LM in an article that was way ahead of its time almost 3 years ago highlighted the amazing Muslim contribution to the Premiership but asked the question what are football and in particular Premier League's Clubs doing to accommodate the religious beliefs of Muslims on and off the pitch. One should take an opportunity of mentioning my team QPR whose manager at the time Neil Warnock showed an excellent and positive understanding about Muslim requirements during Ramadan by allowing Adel Tarrabt a flexible approach to training during his Fast.
More recently LM has singled out the current superb Muslim footballers on display in English Football as well as some more peculiar comments by Muslim players like Hatem Ben Arfa.

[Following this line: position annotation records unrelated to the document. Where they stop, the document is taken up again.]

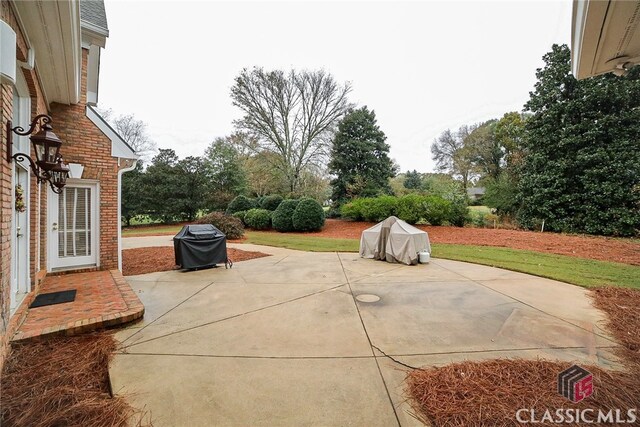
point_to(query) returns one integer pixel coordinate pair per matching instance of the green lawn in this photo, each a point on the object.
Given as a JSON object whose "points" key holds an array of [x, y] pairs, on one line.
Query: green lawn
{"points": [[151, 231], [582, 272]]}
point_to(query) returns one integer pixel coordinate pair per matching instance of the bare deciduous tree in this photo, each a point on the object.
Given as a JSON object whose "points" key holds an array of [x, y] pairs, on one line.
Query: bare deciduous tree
{"points": [[134, 132], [453, 155], [292, 115]]}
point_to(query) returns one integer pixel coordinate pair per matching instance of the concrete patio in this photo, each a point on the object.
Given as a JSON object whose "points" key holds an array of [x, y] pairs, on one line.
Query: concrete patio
{"points": [[315, 338]]}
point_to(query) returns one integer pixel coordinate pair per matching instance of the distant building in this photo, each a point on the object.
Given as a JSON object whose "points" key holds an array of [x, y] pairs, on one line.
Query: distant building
{"points": [[50, 64], [475, 193]]}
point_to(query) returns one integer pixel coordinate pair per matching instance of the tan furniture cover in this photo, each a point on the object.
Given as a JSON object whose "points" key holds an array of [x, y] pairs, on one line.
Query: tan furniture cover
{"points": [[393, 240]]}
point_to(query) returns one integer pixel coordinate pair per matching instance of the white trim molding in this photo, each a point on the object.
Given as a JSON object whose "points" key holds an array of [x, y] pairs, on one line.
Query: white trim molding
{"points": [[119, 147]]}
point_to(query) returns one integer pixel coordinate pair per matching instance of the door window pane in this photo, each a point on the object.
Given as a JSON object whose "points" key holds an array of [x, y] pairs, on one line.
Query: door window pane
{"points": [[74, 222]]}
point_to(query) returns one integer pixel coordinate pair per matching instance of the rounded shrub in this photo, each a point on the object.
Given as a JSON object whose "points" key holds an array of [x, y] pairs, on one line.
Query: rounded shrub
{"points": [[353, 210], [258, 219], [282, 217], [308, 216], [230, 226], [438, 210], [240, 203], [272, 202], [240, 215]]}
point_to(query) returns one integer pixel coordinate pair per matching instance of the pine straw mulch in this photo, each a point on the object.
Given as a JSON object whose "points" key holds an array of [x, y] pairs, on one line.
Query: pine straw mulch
{"points": [[62, 381], [162, 258], [490, 392], [626, 251]]}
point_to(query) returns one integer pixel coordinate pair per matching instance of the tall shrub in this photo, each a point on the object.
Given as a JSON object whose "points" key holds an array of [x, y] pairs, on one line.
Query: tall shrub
{"points": [[258, 219], [379, 208], [308, 216], [240, 203], [282, 217], [230, 226], [411, 208], [271, 203]]}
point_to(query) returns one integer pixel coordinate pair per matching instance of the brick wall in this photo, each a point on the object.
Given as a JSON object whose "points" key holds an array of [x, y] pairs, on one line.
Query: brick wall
{"points": [[84, 143]]}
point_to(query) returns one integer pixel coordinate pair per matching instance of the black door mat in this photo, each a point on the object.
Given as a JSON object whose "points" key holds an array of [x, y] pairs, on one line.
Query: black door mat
{"points": [[53, 298]]}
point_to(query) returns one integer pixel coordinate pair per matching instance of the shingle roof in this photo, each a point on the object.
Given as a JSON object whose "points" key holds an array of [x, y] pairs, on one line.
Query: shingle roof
{"points": [[92, 12]]}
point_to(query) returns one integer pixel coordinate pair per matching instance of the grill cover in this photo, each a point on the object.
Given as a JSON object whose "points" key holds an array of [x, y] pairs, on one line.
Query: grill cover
{"points": [[393, 240], [200, 245]]}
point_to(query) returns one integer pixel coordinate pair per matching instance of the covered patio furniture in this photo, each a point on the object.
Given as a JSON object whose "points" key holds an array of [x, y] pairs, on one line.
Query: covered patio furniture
{"points": [[393, 240]]}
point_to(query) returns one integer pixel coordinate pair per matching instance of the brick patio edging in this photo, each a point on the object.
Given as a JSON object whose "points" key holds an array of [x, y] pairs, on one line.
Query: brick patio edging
{"points": [[134, 311]]}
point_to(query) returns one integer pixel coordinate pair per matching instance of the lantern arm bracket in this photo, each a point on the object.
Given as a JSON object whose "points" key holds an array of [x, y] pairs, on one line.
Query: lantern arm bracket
{"points": [[46, 119], [20, 157]]}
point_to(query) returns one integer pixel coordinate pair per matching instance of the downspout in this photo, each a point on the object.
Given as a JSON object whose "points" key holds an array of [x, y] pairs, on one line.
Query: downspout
{"points": [[120, 172]]}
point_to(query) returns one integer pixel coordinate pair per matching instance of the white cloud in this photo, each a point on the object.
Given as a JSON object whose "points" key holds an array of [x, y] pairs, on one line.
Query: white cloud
{"points": [[422, 66]]}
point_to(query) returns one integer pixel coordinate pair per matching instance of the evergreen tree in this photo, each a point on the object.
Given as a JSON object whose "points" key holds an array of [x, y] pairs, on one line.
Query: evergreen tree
{"points": [[226, 176], [359, 158], [581, 166], [412, 180]]}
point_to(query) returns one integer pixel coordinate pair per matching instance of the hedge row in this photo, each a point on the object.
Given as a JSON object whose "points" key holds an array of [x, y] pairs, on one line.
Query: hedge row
{"points": [[230, 226], [244, 203], [412, 208], [290, 215]]}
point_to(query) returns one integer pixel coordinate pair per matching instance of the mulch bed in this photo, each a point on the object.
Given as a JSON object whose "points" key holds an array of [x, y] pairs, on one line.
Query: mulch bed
{"points": [[626, 251], [161, 258], [491, 392], [62, 381]]}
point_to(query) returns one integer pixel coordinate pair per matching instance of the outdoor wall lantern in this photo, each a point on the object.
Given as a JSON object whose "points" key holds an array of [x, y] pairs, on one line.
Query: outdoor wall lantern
{"points": [[48, 165]]}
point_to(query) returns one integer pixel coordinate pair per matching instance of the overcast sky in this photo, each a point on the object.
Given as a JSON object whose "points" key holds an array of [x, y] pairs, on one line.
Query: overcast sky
{"points": [[423, 66]]}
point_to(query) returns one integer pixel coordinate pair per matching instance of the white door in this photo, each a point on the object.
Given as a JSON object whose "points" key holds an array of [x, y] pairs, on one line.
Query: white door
{"points": [[20, 237], [73, 226]]}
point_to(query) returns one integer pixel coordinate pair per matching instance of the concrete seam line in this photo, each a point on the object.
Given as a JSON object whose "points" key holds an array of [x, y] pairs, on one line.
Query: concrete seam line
{"points": [[534, 307], [235, 315], [364, 328], [166, 312]]}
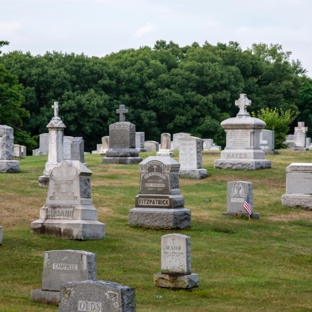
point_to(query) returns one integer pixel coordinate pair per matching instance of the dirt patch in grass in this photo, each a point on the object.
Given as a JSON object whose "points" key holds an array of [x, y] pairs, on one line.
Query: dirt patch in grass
{"points": [[293, 216]]}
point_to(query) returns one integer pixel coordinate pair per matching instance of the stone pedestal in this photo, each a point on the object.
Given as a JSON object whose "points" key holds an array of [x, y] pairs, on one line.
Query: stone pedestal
{"points": [[69, 212], [242, 151], [159, 203], [298, 186], [7, 162], [122, 144], [62, 266], [176, 263], [190, 158]]}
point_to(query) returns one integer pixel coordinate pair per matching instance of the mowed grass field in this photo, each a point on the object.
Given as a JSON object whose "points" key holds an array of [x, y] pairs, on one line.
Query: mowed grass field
{"points": [[243, 265]]}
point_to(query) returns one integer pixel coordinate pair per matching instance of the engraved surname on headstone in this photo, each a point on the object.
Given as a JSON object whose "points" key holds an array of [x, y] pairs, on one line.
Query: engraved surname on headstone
{"points": [[121, 111], [154, 180], [119, 136], [238, 138], [175, 255], [60, 213], [65, 266], [188, 157], [87, 306]]}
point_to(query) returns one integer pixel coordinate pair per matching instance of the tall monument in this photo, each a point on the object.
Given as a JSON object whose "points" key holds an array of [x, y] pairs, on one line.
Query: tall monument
{"points": [[122, 141], [56, 132], [242, 151]]}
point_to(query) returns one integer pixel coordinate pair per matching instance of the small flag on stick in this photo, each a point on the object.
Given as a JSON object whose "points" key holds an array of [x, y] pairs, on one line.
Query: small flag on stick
{"points": [[246, 206]]}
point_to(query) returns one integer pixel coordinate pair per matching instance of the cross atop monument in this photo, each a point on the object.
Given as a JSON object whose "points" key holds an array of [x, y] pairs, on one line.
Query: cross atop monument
{"points": [[242, 103], [122, 111], [55, 106]]}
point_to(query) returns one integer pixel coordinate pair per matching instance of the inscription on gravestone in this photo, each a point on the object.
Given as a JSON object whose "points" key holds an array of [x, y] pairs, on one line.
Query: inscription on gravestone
{"points": [[155, 179]]}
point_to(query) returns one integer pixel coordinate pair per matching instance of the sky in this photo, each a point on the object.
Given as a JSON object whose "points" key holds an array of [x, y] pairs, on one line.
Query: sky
{"points": [[101, 27]]}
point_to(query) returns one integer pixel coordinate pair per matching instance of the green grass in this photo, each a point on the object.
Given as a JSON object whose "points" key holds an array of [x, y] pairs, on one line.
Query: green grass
{"points": [[243, 265]]}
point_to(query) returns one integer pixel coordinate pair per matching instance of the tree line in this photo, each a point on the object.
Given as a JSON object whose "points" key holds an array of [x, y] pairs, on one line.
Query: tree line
{"points": [[166, 88]]}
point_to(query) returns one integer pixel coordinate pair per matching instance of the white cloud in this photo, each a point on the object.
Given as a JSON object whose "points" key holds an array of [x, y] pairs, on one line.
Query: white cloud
{"points": [[8, 28], [144, 30]]}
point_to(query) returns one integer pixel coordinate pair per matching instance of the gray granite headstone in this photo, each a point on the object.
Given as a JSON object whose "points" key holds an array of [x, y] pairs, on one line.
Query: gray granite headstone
{"points": [[139, 141], [165, 145], [77, 149], [69, 212], [176, 271], [97, 296], [67, 141], [176, 139], [159, 203], [122, 142], [237, 193], [151, 146], [242, 151], [298, 186], [7, 162], [61, 266], [190, 158]]}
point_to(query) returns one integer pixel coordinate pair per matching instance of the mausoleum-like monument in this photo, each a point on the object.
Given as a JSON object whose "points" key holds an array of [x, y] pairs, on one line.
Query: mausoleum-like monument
{"points": [[242, 151]]}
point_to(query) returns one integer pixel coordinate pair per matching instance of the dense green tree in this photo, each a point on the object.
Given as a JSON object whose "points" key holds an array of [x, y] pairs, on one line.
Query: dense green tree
{"points": [[277, 120]]}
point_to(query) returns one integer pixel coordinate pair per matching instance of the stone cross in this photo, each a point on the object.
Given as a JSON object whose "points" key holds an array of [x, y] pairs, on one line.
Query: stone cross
{"points": [[242, 103], [55, 106], [122, 111]]}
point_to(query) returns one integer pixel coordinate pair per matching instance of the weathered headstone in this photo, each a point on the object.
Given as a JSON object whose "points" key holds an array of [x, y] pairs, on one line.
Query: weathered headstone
{"points": [[62, 266], [122, 141], [300, 140], [104, 145], [207, 144], [267, 141], [17, 151], [242, 151], [69, 212], [139, 141], [67, 141], [165, 145], [151, 146], [23, 151], [56, 154], [97, 296], [7, 162], [159, 203], [176, 139], [43, 145], [298, 186], [176, 270], [77, 149], [238, 194], [190, 158]]}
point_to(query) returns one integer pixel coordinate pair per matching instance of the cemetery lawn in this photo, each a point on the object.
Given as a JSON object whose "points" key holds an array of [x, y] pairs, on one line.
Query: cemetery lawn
{"points": [[243, 265]]}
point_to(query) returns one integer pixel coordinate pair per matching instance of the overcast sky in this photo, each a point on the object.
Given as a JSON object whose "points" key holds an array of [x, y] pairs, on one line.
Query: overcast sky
{"points": [[100, 27]]}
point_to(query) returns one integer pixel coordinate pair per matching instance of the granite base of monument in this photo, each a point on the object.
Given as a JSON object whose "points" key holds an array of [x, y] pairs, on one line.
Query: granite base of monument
{"points": [[97, 296], [9, 166], [297, 200], [43, 181], [45, 296], [254, 215], [176, 281], [194, 173], [242, 164], [177, 218], [70, 229]]}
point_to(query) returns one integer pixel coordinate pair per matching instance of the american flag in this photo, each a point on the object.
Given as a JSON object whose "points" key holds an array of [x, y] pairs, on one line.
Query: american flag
{"points": [[246, 206]]}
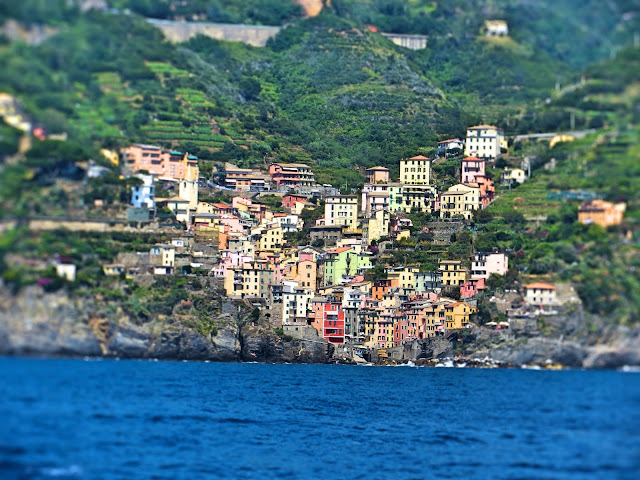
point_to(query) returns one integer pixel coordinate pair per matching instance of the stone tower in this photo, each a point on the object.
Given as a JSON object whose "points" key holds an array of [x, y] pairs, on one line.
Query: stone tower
{"points": [[189, 186]]}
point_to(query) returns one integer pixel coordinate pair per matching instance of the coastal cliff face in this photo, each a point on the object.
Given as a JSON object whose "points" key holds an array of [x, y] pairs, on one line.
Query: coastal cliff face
{"points": [[37, 323]]}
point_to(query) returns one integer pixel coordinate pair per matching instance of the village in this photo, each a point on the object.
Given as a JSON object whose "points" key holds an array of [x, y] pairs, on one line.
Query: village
{"points": [[337, 286]]}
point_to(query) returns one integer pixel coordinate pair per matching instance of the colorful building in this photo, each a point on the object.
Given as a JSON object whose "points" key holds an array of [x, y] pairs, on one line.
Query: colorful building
{"points": [[415, 170], [484, 141], [600, 212]]}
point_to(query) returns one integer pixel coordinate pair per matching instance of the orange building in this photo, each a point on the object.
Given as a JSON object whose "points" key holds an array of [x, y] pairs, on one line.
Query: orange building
{"points": [[156, 161], [600, 212]]}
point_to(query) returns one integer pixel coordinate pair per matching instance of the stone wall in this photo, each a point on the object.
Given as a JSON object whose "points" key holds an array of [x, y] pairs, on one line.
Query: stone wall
{"points": [[177, 32]]}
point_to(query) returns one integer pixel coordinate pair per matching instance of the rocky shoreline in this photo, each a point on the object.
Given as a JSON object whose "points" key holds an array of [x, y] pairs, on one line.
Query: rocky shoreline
{"points": [[34, 323]]}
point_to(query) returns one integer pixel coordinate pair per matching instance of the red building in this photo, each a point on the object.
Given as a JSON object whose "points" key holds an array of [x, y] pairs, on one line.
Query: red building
{"points": [[289, 201], [328, 319], [296, 176]]}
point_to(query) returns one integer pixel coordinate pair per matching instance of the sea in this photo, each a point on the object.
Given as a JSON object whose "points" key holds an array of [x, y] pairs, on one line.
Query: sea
{"points": [[134, 419]]}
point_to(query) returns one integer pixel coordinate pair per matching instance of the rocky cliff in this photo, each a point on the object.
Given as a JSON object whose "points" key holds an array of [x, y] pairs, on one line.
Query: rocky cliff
{"points": [[37, 323]]}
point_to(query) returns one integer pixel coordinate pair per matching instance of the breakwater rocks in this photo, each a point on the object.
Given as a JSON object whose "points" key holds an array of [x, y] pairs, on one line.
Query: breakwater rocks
{"points": [[59, 324], [52, 324]]}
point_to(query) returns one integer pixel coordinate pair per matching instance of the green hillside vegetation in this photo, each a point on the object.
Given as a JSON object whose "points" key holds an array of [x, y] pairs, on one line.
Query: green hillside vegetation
{"points": [[330, 93]]}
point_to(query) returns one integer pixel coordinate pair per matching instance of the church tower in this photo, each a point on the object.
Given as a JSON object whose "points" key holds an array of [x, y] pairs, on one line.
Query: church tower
{"points": [[189, 184]]}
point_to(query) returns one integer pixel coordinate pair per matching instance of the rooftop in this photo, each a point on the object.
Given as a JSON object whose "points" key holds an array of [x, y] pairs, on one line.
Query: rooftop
{"points": [[540, 286]]}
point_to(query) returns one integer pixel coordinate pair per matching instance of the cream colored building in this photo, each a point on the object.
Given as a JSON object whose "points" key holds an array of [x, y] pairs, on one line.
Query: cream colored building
{"points": [[459, 201], [540, 294], [406, 277], [453, 273], [484, 141], [378, 225], [341, 210], [415, 171], [509, 176]]}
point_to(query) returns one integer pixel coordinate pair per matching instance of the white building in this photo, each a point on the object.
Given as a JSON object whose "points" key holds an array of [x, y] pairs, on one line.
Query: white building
{"points": [[341, 210], [144, 195], [496, 28], [296, 302], [484, 141], [540, 294], [484, 264]]}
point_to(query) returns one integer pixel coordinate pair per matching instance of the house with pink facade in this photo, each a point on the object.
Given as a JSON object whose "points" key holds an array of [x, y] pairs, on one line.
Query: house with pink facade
{"points": [[472, 287]]}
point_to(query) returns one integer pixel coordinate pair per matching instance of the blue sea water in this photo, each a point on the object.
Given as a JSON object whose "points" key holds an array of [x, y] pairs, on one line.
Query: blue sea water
{"points": [[108, 419]]}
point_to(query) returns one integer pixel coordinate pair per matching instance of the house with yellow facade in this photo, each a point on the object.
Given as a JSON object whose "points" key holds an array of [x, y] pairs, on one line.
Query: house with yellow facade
{"points": [[457, 315], [453, 272], [459, 201], [341, 210], [415, 170], [600, 212]]}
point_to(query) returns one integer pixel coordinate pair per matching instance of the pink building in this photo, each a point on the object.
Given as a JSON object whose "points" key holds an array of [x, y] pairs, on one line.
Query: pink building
{"points": [[471, 287], [484, 264], [471, 168], [473, 174]]}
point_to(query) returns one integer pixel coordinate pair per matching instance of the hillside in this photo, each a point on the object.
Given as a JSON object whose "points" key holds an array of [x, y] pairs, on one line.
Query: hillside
{"points": [[329, 92]]}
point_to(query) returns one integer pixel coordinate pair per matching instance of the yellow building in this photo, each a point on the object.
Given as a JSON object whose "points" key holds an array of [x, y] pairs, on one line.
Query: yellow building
{"points": [[453, 273], [459, 201], [378, 225], [415, 171], [509, 176], [406, 277], [252, 280], [457, 315], [304, 273], [341, 210]]}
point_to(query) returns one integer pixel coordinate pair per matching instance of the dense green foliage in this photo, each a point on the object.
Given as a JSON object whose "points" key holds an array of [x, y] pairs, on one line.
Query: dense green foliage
{"points": [[329, 92]]}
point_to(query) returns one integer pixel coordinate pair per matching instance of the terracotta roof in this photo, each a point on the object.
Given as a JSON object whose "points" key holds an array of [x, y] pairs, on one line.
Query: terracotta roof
{"points": [[540, 286], [378, 168], [339, 250], [483, 126]]}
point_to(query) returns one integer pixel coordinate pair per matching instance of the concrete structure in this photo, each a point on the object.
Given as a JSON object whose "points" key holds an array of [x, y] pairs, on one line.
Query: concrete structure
{"points": [[162, 163], [66, 271], [509, 176], [143, 195], [327, 316], [457, 315], [496, 28], [296, 302], [484, 141], [542, 294], [163, 259], [453, 273], [484, 264], [292, 176], [601, 213], [177, 32], [450, 144], [377, 175], [341, 210], [245, 179], [188, 189], [412, 42], [459, 201], [415, 170], [419, 198]]}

However, despite this superb level of Muslim talent LM finds it noticeable that I have almost been a lone voice in the wilderness showcasing brilliant Muslim footballers.
How interesting that Comics like the Excrement and Mail who never have a decent word to say about Muslims or Islam are reporting this story sympathetically here and here. In addition, they along with the Goal article above are finally following my lead and commending the positive contribution of Muslim footballers.
While praising Alan Pardew not just in terms of his football managerial ability this season but also for his and Newcastle's superb willingness to embrace players of faith one also continues to wonder why with teams like Man City owned by a Muslim more is not being to promote Islam and more generally any faith as a vehicle for showcasing how Religion and Sport do mix with positive results and fantastic Muslim role models.
With Ramadan on the horizon perhaps LM can lay a challenge at the door of my team QPR by urging them with a host of fabulous Muslim players like Armand Trarore Tarrabt and devout Muslim Taye Taiwo to finally and belatedly pull their finger out by embracing the religious requirements of their players as they hope to build a new training ground in diverse Southall, West London.